Le discours contre l'introspection est d'autant plus facile qu'il est
récurent (=>Phénomène répétitif). On explique pourquoi
il faut se passer de l'introspection, mais on ne fait pas apparaître les
conditions qui permettraient de s'en passer: en particulier, il faudrait
que la notion de cerveau et celle d'esprit se confondent.
Introspection, vient de introspicere = regarder à
l'intérieur de soi, tenir compte du témoignage de sa conscience
En psychologie, c'est une méthode qui consiste:
Importance de l'introspection:
elle se trouve le plus souvent à la base d'une recherche: par
exemple, si on réfléchit sur la simulation c'est évidemment à partir
de son existence dont nous sommes conscients. Cette existence est une
donnée de la conscience simulante. Avant une rencontre importante
ou une action risquée, je la simule mentalement et je prépare ce que je
vais dire dans un discours intérieur; c'est une sorte de jeu grâce
auquel je peux toujours me reprendre, me corriger car l'action simulée
échappe au caractère définitif et irréversible de l'action réelle.
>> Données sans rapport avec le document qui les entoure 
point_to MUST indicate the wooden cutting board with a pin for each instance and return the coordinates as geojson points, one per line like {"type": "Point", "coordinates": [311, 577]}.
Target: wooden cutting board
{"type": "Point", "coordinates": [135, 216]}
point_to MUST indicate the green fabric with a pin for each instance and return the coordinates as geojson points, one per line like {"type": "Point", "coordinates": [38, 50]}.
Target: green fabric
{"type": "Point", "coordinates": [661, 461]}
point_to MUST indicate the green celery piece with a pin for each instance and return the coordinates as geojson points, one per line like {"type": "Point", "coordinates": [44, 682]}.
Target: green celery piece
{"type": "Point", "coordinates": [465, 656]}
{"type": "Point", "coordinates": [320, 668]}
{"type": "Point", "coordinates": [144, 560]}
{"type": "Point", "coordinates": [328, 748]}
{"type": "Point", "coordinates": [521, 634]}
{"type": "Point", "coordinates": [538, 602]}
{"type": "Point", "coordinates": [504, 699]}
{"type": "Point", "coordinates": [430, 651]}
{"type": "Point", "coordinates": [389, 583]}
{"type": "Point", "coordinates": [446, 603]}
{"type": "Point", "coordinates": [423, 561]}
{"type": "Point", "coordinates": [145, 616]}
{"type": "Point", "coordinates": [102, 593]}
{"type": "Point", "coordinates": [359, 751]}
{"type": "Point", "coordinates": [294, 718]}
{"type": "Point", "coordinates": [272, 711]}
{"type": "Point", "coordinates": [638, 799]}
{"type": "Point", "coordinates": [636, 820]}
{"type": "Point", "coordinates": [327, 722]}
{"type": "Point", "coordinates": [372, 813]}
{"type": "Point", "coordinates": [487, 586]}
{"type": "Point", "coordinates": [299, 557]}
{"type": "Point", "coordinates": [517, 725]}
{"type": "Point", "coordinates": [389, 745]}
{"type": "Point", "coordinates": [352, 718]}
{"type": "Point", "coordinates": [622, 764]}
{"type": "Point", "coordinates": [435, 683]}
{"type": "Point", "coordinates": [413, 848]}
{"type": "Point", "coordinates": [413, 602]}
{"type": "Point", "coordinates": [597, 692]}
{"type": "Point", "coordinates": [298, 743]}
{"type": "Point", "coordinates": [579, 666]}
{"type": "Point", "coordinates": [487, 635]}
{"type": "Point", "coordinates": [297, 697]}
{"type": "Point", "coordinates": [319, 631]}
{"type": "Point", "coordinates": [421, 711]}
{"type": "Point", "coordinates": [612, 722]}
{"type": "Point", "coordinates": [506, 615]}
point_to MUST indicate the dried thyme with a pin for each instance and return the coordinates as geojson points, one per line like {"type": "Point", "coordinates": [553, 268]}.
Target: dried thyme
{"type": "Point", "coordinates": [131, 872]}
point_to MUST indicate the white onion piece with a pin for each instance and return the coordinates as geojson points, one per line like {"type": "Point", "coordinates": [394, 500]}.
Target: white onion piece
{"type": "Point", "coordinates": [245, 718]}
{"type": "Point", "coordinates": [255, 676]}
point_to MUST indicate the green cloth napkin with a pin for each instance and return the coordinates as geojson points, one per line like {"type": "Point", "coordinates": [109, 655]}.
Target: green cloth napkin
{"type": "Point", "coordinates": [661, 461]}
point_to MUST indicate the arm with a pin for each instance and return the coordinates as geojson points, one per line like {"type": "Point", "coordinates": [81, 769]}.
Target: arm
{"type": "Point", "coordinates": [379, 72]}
C'est gratuit, c'est "pour du beurre" => pas d'invention
sans simulation => pas de science sans données de la conscience,
au point de départ ou au point d'arrivée (observation réelle
mesurable).
Jacques Monod, sans rien abandonner du principe d'objectivité,
condition qui règle toute recherche scientifique, insiste sur le fait que
l'abandon de l'introspection reviendrait à se priver d'éléments que
l'expérimentation physiologique actuelle ne peut atteindre.
"L'introspection, avec tous ses dangers, nous en dit
malgré tout un peu plus." J. Monod, Le hasard et la nécessité,
Seuil, page 169 à 173: lecture incontournable !
Cela signifie que "La notion de cerveau et celle d'esprit ne se
confondent pas plus pour nous dans le vécu actuel que pour les hommes du
XVII ° siècle." (Ibidem, page 173.
En conséquence, renoncer à l'introspection serait manquer
d'esprit et partir à la dérive, devenir aveugle.
Jacques Monod, Prix Nobel de physiologie et de médecine en 1965 a créé
en 1954, le service de biochimie cellulaire de l'Institut Pasteur.
Quels sont les "dangers" de l'introspection?
On lui reproche, non sans raison:
-
de modifier
l'objet en l'étudiant: en colère, si je regarde la colère, la
colère disparaît.
-
une
partialité inévitable, un manque d'objectivité, puisque le sujet
est l'objet dont il parle. Et quand on parle de soi.....
-
elle ne peut
être strictement contemporaine du fait étudié...Il faudrait parler
de rétrospection!
-
son caractère
strictement individuel. Peut-elle valoir pour tous? S'il n'y a de
science que du général...
Quelques citations comme autant de pistes de lecture.
- "Cette
introspection ..., à la rigueur, ne vaut que pour celui qui la
fait." Sully-Prudhomme, Psychologie du libre arbitre, page 7.
- "Il n'y a pas de sentiment si simple que ne complique et ne fausse
aussitôt l'introspection." A. Gide, Journal, I, page 822.
- "Les psychologues d'aujourd'hui font remarquer que l'introspection,
en réalité, ne donne presque rien." Merleau-Ponty, Sens et
non-sens, page 107.
- "L'introspection ramenée à ce qu'elle a de positif consiste ...
à expliciter le sens immanent d'une conduite." Merleau-Ponty,
Phénoménologie de la perception, page 71.
- "La méthode d'observation intérieure ou introspection
(regarder en dedans), malgré son caractère subjectif, et par conséquent
strictement individuel, est la méthode fondamentale de la psychologie, la
condition nécessaire de toutes les autres." Théodule Ribot, De
la méthode dans les sciences, I, page 231.